Bland was all too happy to walk readers through the intensity of that week. “You have a standards hearing that is going to go on for multiple days for at least 12 hours each day,” he stated. “There were over 1,100 standards changes that were considered that week. Everyone who is in the room and wants to speak about a change is given the opportunity to do so. So, you have all sorts of competing interests in that room, and they’re testifying for and against each standards change that comes up. This happens every day, all day, for six days -- one change after the other.”
He continued, “The real effort that takes place often occurs before the meeting. It’s not just the testimony at the hearing. It’s the background effort, the research we’re doing for the standards change in advance, and the people we are working with who we know are involved in the consensus process.
Bland received his Master’s degree in Fire Protection Engineering at Worcester Polytechnic Institute. He has been with the association for 24 years after previously serving as a building code official. For his part, Glowinski has been with the AWC for 34 years, since 1978, and has held different positions within the association.
As such, both executives have seen their fair share of battles with rival factions of the building industry.
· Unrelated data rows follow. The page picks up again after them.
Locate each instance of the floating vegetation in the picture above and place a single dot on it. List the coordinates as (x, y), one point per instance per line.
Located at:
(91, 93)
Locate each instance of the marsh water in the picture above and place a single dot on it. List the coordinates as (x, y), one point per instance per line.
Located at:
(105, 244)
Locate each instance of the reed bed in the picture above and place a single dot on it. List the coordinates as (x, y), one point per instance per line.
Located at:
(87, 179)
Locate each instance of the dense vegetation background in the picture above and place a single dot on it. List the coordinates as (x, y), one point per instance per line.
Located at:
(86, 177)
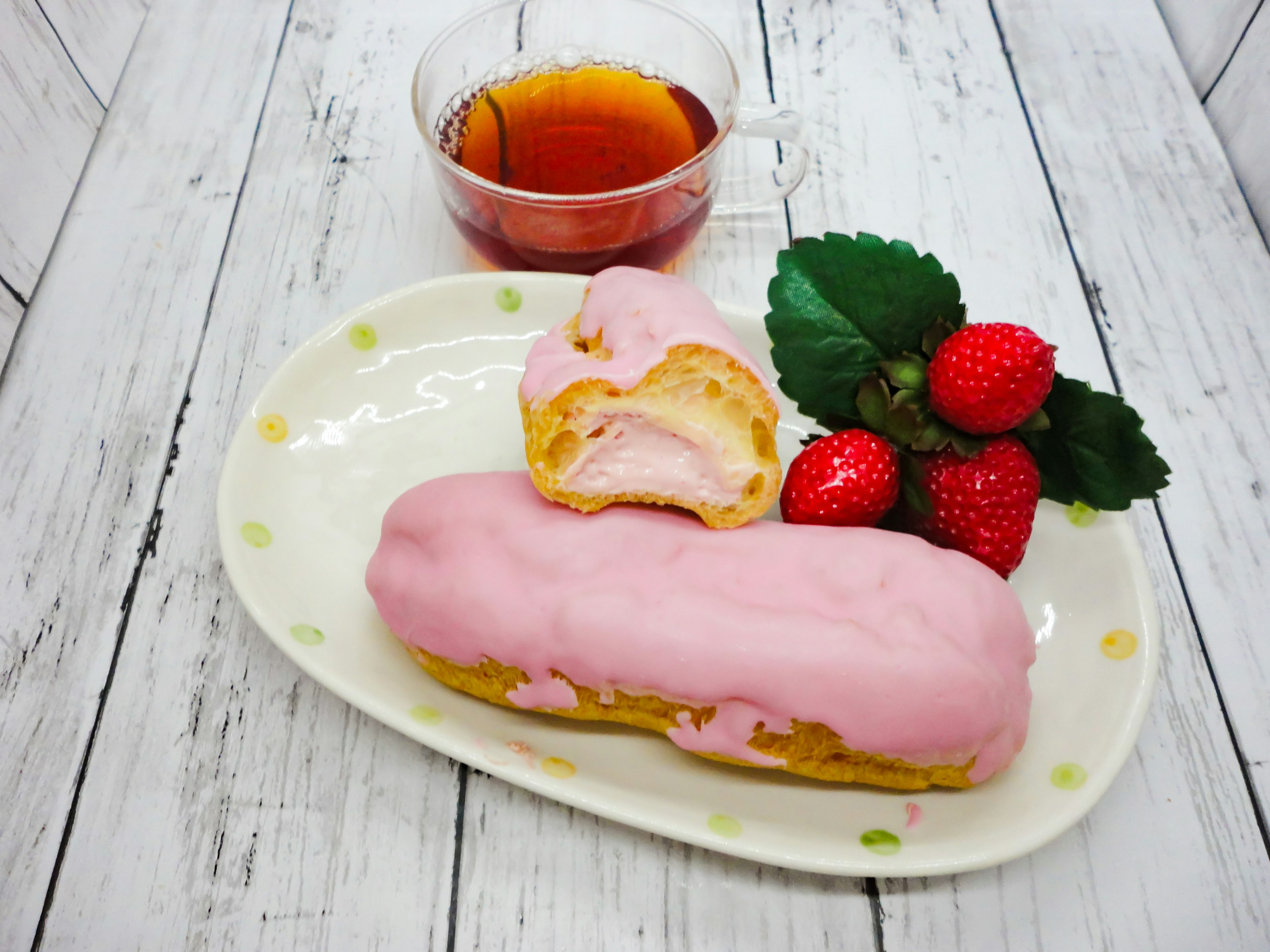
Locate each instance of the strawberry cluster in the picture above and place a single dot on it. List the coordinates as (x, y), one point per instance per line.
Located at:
(938, 457)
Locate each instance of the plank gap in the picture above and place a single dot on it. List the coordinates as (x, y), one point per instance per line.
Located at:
(1239, 42)
(452, 925)
(13, 291)
(78, 70)
(771, 96)
(878, 914)
(149, 544)
(1245, 769)
(1094, 302)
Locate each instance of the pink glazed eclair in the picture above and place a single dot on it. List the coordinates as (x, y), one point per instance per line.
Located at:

Bland added, “The challenge also is that the definitions of construction types have probably 120 years of institutional existence and code officials are very reluctant to change these definitions. So we need to provide very compelling evidence.” The Portland hearings also reached an agreement to retroactively adopt into the 2015 IBC whatever changes are approved next year for the 2015 International Residential Code (IRC) for southern pine design values. This unique standards change will ensure the 2015 IBC and IRC contain identical spans for wood joists, rafters, and headers and allow retroactive modification to the 2015 IBC even though the deadline for changes had long passed. This approval will minimize the need for local, regional, or state amendments to the IBC. In addition, there was the rejection of masonry and steel industry proposals aimed directly at limiting multi-family residential wood buildings to two stories or 20 feet.
“There were 1,100 changes originally considered for the 2015 standard,” Glowinski pointed out. “Around 300 of these changes were heard in the final hearings, sometimes with multiple resolutions proposed. Of those, we provided our technical perspective on about 125. Of the 125, 24 of them were proposals submitted by AWC. Of the 24 that we submitted, we were successful on all 24 and that was the first time we hit 100 percent. And then we were about 92 percent successful on the rest – not the changes we proposed, but on others that we divide into ‘threats’ and ‘opportunities’ to the use of wood.”
Glowinski gave all of the credit for the AWC’s success to Bland, his staff, and the engineering support they receive from the headquarters staff. “They are very good at what they do,” he said. “Also, the industry recognizes how important this is to their basic market entry, and provides us with the resources we need to be successful.”
Bland concurred. “We are fortunate,” he concluded, “to have good support from the industry. That support allows us to do the work that is necessary ahead of time, getting out, visiting with the members of the ICC, going to their association meetings, talking about our research and the technical validity of the proposals, and having adequate staff at the hearings. No material gets used in construction in the United States unless a building code permits it to be used, and so this whole process is not only important to maintaining and growing markets, but for the health and safety of everyone in America.”